Clues to look when reverse engineering somebody else's assembly code on the PC:
Any calls to INT 27 preceded by register loading of values, either immediate or from a memory location, will be a graphic pixel display call. This will typically be within a loop of some description.
As the SFC games code was created before Core processors, with their dedicated ALU's for interrupt calls, IO calls, Subroutines, etc. there will be a lot of register stacking occurring, to and from memory. This is why running the game on Core processors doesn't give any speed increase as the software is still using up clock cycles stacking registers instead of deligating to the dedicated assistant ALU's and registers.
If you run pre Core complied code on a Core processor you can still witness a stack overflow error, something impossible on code purely created to run on a Core processor.

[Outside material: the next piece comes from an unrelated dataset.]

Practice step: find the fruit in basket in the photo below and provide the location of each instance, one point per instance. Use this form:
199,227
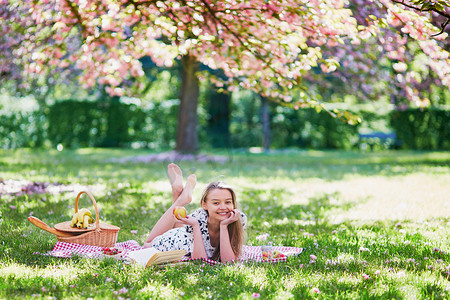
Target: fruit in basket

You also cannot run code complied for a Core processor on a pre Core processor.
Stacking and unstacking the registers in sequential and reverse sequential order to the stack space reserved in the code's memory map. This will indicate a subroutine's start and termination points. What is happening in between the stacking and unstacking is worth investigation.
A typical sequence of events would be: Stack all processor registers -> load registers for pixel coords, colour, brightness, duration -> call INT 27 -> reload all processor registers from stack.
On a Core processor running Core code: Load Interrupt registers for pixel coords, colour, brightness, duration -> INT 27.
When reverse engineering code the experts use a paper and pen / white board diagram methodology tool called a Jackson Structure to chart out gradually what the code is doing, to pinpoint where changes can be made and what needs to be done.
I keep putting off reverse engineering SFC 1 so that I can add in more weapons, such as SFB Lasers and Particle Beam Cannons.